To build this service, AGT needed to be integrated within existing Alexa services including Alexa Skills Kit (ASK), Alexa Voice Services (AVS), and Alexa Skill Store. Gadgets needed to be surfaced within the Alexa App, and Gadget Skills needed to be surfaced within the Skill store. All of this information then needed to be presented in a way so that Gadget Developers could learn how to leverage our APIs and build their own Alexa Gadgets.
I was responsible for leading the UX design effort for all of these areas. Each area alone served as a huge undertaking, when viewed as a whole, the effort is a monumental achievement that I am very proud of.
Role UX Manager
Lead UX Designer
Layout / IA
User Researcher Year 2016 - Present
Gadget Skill API The Gadget Skill API is an interface that allows a Skill to communicate with an Echo Button. I was responsible for defining the enablement process of the API through the Alexa Skills Toolkit.
Echo Button Simulator As a part of the Alexa Skill API, I was tasked with designing the Echo Button simulator, which allows developers to simulate any Echo Button Skill experience from within the ASK Skill Builder. Although on the surface this may seem like an easy UI addition, there is vast complexity under the surface that had to be accounted for in the CX. Additionally, the team that owned the simulator had inherited the code recently and making such a drastic change to the layout of the simulator would require us to re-architecture the codebase to make it more modular. I worked closely with our lead developer for this project and together we were able to sell the changes we had in mind and help build the changes in, which made the simulator extensible so that other teams could easily plug right into the code using modules. This required close collaboration, reviews, buy in, and sign off from both the Alexa Skills Kit team and the Simulator Team.
Echo Button Skills In addition to helping define best practices for Echo Button Skills, I was also responsible for defining how Echo Button skills would be exposed within the Alexa Skill Store detail page so that customers understood whether or not a Skill worked with Echo Buttons. If it was a game, customers also needed to know how many players the Skill supported.. This required close collaboration with the Skill Store designers and the Alexa Skills Kit Team.

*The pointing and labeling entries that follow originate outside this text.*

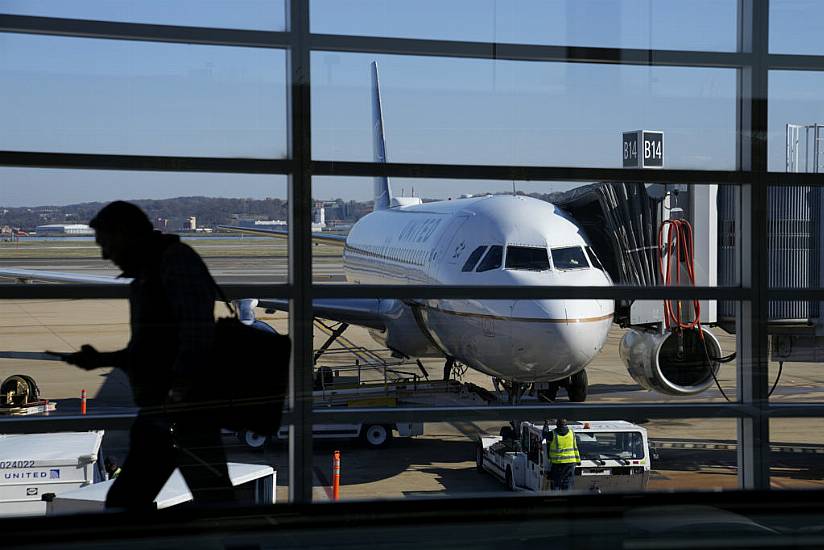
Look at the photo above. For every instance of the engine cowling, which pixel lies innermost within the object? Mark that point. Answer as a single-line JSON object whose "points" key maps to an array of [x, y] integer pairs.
{"points": [[671, 364]]}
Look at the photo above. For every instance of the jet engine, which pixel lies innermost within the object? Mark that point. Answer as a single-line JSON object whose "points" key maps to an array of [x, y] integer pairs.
{"points": [[674, 363]]}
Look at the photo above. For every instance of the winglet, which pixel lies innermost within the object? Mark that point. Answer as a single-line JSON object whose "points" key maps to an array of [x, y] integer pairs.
{"points": [[382, 189]]}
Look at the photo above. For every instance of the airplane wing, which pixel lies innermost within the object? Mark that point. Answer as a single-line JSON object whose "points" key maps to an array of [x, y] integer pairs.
{"points": [[325, 238], [61, 277], [364, 312]]}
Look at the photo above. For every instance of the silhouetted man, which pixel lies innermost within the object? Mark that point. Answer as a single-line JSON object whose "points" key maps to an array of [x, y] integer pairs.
{"points": [[111, 467], [172, 326]]}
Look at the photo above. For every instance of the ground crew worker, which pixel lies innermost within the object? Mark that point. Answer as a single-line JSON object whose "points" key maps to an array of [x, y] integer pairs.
{"points": [[562, 449]]}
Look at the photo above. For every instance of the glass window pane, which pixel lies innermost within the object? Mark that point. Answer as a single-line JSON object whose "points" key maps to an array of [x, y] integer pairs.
{"points": [[44, 215], [226, 14], [492, 260], [469, 111], [796, 110], [77, 95], [795, 451], [659, 24], [527, 258], [569, 258], [796, 26]]}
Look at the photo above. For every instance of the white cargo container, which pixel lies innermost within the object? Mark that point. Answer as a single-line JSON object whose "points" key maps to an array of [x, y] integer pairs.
{"points": [[32, 465], [254, 484]]}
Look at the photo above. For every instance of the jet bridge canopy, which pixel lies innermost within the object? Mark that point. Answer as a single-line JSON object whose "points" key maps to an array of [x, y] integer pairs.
{"points": [[621, 221]]}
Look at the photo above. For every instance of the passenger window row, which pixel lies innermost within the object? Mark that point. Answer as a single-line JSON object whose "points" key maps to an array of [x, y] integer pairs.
{"points": [[402, 255], [529, 258]]}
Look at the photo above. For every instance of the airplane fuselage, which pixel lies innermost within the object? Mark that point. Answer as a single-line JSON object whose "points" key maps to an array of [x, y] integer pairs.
{"points": [[488, 240]]}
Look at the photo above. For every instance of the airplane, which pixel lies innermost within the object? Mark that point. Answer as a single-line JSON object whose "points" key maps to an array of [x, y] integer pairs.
{"points": [[481, 240]]}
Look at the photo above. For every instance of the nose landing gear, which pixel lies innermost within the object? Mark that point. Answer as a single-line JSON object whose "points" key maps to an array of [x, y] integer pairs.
{"points": [[575, 385]]}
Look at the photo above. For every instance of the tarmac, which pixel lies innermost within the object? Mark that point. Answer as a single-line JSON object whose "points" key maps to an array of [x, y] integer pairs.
{"points": [[692, 454]]}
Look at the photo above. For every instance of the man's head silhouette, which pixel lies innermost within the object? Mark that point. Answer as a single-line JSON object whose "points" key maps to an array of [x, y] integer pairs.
{"points": [[122, 230]]}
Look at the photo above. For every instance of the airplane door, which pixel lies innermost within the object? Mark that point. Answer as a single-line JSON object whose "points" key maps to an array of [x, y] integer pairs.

Gadget Registration In order to gain access to the APIs to to allow a Gadget to communicate with an Echo device, the Gadget first had to be registered. I was responsible for designing the Gadget flow within the Alexa Voice Services (AVS) registration process. This required deep collaboration with the AVS designers and developers. Since we were adding an additional product type that did NOT have Alexa Built in, I worked with the AVS team to update the messaging on the AVS registration flow so that it was more inclusive of other products, not just “Alexa Built-In” products.